Avery swallowed past the lump in her throat. Jerry was positioning the sword of Damocles over her head. She’d have to say yes to whatever came next.
“Has Bishop given you an update on his progress?” Avery hoped to delay the inevitable. A rivulet of perspiration formed on her back, tickling down her spine. She reached back to pull her silk blouse away from her humid skin.
“Nope. I’m giving him to you as a gift. The updates are now on you.”
Avery stilled, reprocessing his words, hoping she’d misunderstood.
“Wheedle something out of him.” Jerry picked up his pen and jabbed it towards her, punctuating his instructions. “An outline, a first chapter, anything you can get. I want something on my desk by the end of this week.”
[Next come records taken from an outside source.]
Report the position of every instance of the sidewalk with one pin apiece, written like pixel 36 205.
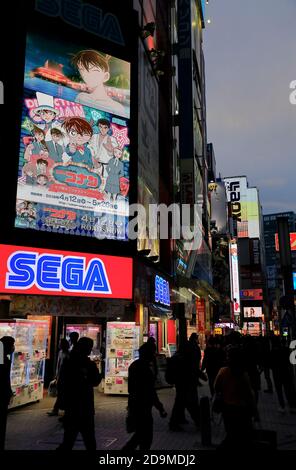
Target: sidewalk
pixel 29 427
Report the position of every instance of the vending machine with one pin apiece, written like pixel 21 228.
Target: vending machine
pixel 28 360
pixel 122 347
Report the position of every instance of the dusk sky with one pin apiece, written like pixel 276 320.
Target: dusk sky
pixel 250 55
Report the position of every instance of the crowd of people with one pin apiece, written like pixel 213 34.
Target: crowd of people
pixel 234 366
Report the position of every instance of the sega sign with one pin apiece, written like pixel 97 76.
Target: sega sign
pixel 162 291
pixel 51 272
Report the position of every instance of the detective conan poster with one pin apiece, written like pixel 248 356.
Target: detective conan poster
pixel 74 156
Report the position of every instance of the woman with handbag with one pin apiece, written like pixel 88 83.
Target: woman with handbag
pixel 62 357
pixel 142 398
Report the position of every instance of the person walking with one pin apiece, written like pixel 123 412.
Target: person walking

Pen jabbing. Power move number nine. Disdain bubbled in Avery’s stomach. He’s turning himself into a caricature.
The phone buzzed against Avery’s thigh. She pulled it from her pocket and tapped it off without checking the readout. “Me? But…” Avery moved behind the chair, using it as a shield against all the ramifications of this conversation. “Please, I’m really opposed to this whole project. Maybe the intern would like to get this on her resume?” Avery threw out the Hail Mary with little hope of success; Jerry looked too smug right now to be generous.
“You. Bishop insists you’re the only person he’ll talk to.”
“But I’ve never met him.”
“Hank Harrison recommended you. End of story.”
Jerry’s PA came over the speaker announcing his wife was on line one. Jerry reached for the receiver and pointed at the guest seat. Avery dragged the chair away from the window and sat down to wait. She checked the number that had called. Lola. Shoot. Her best friend wouldn’t call her at work unless her mom was acting up again.
One crisis at a time. Being thrown into the Travis Bishop three-ring circus certainly felt like a crisis. Avery had received dozens of nasty letters from strangers, telling her that she’d damned her soul to hell by her involvement with Bishop’s last book, Nosferatu, the Lost Gospel. And she hadn’t been involved at all. What would happen now that she was going to be his principal handler? She needed to stay as anonymous as possible. She’d need to get a new phone number right away, an unlisted one.